古代中国の世界に入り込む「金陵図数字芸術展(金陵図デジタル芸術展)」
中国の博物館や展示について、皆さんはどれくらいご存じでしょうか。どのような展示施設があって、日本の展示とどう違うのだろう、と気になっている方もいるかもしれません。
今回は2023年の年末に尋ねた中国南京市にある徳基芸術博物館の企画展「金陵図数字芸術展」をご紹介します。
はじめに
中国国内でも大都市の一つ南京市(名古屋とは姉妹都市です)にある大型商業施設「南京徳基(Deji Plaza)」内にあるのが徳基芸術博物館です。博物館は南京徳基の8階フロア全体に広がっています。館内(フロア)では、古代から現代まで様々な中国の美術品や工芸品を展示しています。
今回ご紹介する「金陵図数字芸術展」も、8階フロアの一画に特設会場が設けられていました。
かつての南京を活写する金陵図
企画展で紹介している金陵図とは、金陵(現在の南京)の風景や風俗を描いた絵図のことを指します。金陵図はいくつかの種類がありますが、この企画展で取り上げられているのは、清代に馮寧が描いた『仿宋院本金陵図』です。これは宋代(960~1279)の金陵が描かれており、巻物に仕立てられたその長さは、なんと約110メートルにもおよぶ大作です。

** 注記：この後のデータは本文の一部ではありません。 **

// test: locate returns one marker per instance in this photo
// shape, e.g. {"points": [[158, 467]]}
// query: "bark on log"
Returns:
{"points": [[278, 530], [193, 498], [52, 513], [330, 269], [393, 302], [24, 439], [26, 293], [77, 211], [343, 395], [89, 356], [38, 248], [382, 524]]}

絵図には金陵が繁栄していた当時の都市とそこに住む人々が生き生きと描かれており、「繁栄期の金陵の歴史、文化、民俗を記した百科事典」とも称されています。
デジタル技術で金陵図を魅せる
では展示会場に入ってみましょう。企画展のタイトルは「金陵図数字芸術展」。「数字(デジタル)」で金陵図に親しんでもらおうというものです。入り口と正面の壁には、金陵図に描かれているたくさんの人々が切り出されて並んでいます。こう並んでいると様々な人が描かれているのだとわかります。
受付ではスマートフォンでIDを登録し、ウォッチ型の特殊な測位システム端末を受け取ります(※なんと、小児と高齢者は無料なんです)。これで金陵図の世界をデジタルで体験できるんです。
このウォッチを付けながら、携帯で画像操作をすると、自分のアバターがデジタルの金陵図に入ることができます。
金陵図の世界を体感する
会場内は暗く、天井には美しいランタンが浮かんでおり幻想的な空間になっています。そして、壁にはコの字の通路に沿って大型LEDモニターが続き、モニター内には金陵図の絵巻そのままの世界が映し出されています。絵図の中では描かれた人々が動いており、まるで、タイムスリップして当時の人々の生活を眺めているかのようです。
さらに、絵図内には、IDと測位システムによって連動した来館者のアバターも登場します。入口であらかじめ選んだアバターが絵図の中に現れ、来館者の動きに合わせて絵図の中を移動します。子どもたちは自分の動きに合わせて動くアバターを楽しんでいました。
ほかにも、スマートフォンを操作することで絵図内に文字や花火を出すなどのコンテンツがあり、解説もスマートフォンで読むことができます。まさにデジタルで味わう金陵図の世界です。
実際現地で体験したムービーはこちら:
おわりに
会場内には金陵図も展示されています。デジタルで絵図の世界を体験し、実際の絵図も鑑賞して歴史と文化を知る、大人から子供まで、デジタルによって文化財を楽しむことが出来る展示でした。
文化財に馴染みのない方々にも、その価値や面白さを伝えるためのデジタル技術の活用は、今後も積極的に導入していくと良いと感じました。
徳基芸術博物館のサイトには「2021.10.29 - 2024.12.31」の展示期間が書かれているので、ご興味がある方はぜひ今年中にお訪ねしたほうが良いかと思います。